7. De rechtbank komt tot het oordeel dat verweerder zich op het medische advies van Treve Advies mocht baseren. Niet is gebleken dat het advies onjuist is of dat het onzorgvuldig tot stand is gekomen. Voor het opstellen van het advies is de medische situatie van eiseres beoordeeld aan de hand van de door haar ingebrachte informatie van de behandeld sector. Er is geen aanvullende informatie opgevraagd, omdat de medische situatie volgens de keuringsarts voldoende duidelijk was. Dat dit niet is gedaan, maakt niet dat het onderzoek onzorgvuldig is. Eiseres heeft ook geen nieuwe informatie overgelegd die een ander licht werpt op de situatie. Het stuk van de huisarts van 4 augustus 2020 bevat geen nieuwe of andere informatie welke nog niet bekend was ten tijde van het opstellen van het advies.
8. Verder is de rechtbank van oordeel dat verweerder zich niet ten onrechte op het standpunt heeft gesteld dat de klachten van eiseres niet woning gerelateerd zijn.

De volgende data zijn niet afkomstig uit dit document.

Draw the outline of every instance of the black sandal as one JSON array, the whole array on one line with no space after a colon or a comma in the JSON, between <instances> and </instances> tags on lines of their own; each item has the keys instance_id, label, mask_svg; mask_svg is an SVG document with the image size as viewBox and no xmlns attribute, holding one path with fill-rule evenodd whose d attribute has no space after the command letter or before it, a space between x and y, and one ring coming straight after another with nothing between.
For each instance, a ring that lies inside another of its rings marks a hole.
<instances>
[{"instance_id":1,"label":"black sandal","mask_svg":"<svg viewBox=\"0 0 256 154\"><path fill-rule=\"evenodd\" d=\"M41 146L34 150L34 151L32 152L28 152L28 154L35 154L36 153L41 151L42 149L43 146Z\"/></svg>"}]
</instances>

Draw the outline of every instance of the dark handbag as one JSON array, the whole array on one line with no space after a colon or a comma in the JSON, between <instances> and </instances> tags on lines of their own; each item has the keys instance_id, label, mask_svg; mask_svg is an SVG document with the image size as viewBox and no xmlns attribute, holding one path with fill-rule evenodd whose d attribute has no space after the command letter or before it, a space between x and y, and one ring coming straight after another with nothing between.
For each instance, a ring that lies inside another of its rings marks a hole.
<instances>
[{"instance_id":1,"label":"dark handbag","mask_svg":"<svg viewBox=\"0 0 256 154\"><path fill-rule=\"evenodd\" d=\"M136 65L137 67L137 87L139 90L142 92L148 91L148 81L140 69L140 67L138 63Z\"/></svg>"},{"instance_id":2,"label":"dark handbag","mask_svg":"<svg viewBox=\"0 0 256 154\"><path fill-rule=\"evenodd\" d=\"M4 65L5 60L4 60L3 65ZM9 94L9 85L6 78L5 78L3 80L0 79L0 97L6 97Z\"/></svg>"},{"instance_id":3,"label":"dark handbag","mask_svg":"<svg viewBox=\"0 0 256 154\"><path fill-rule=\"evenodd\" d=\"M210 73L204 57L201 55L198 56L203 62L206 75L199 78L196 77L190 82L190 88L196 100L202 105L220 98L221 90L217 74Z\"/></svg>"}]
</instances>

Ten aanzien van de problemen die eiseres heeft om haar fiets naar de derde etage te brengen, onderscheidt eiseres zich niet van andere bewoners in het appartementencomplex waar zij woont. Wellicht bestaat er een andere oplossing voor dit probleem, zoals een scootmobiel, zoals verweerder ter zitting heeft geopperd. Het is aan eiseres om dit nader te onderzoeken.
Hardheidsclausule
9. In de omstandigheden die eiseres heeft aangevoerd, heeft verweerder niet ten onrechte geen reden gezien om de hardheidsclausule toe te passen. De situatie van eiseres is geen situatie waarbij sprake is van een levensbedreigende situatie of een situatie die daar op lijkt.
Conclusie
10. Gelet op het bovenstaande heeft verweerder de aanvraag voor een woningurgentie kunnen afwijzen. Het beroep is ongegrond.
11. Voor een proceskostenveroordeling bestaat geen aanleiding.

Beslissing

De rechtbank verklaart het beroep ongegrond.
Deze uitspraak is gedaan door mr. L.A. Banga, rechter, in aanwezigheid van
mr. A. Wilpstra-Foppen, griffier en in het openbaar uitgesproken op 27 oktober 2020.
De griffier is buiten staat
om deze uitspraak te ondertekenen
griffier rechter
Afschrift verzonden aan partijen op:

Rechtsmiddel

Tegen deze uitspraak kan binnen zes weken na de dag van verzending daarvan hoger beroep worden ingesteld bij de Afdeling bestuursrechtspraak van de Raad van State.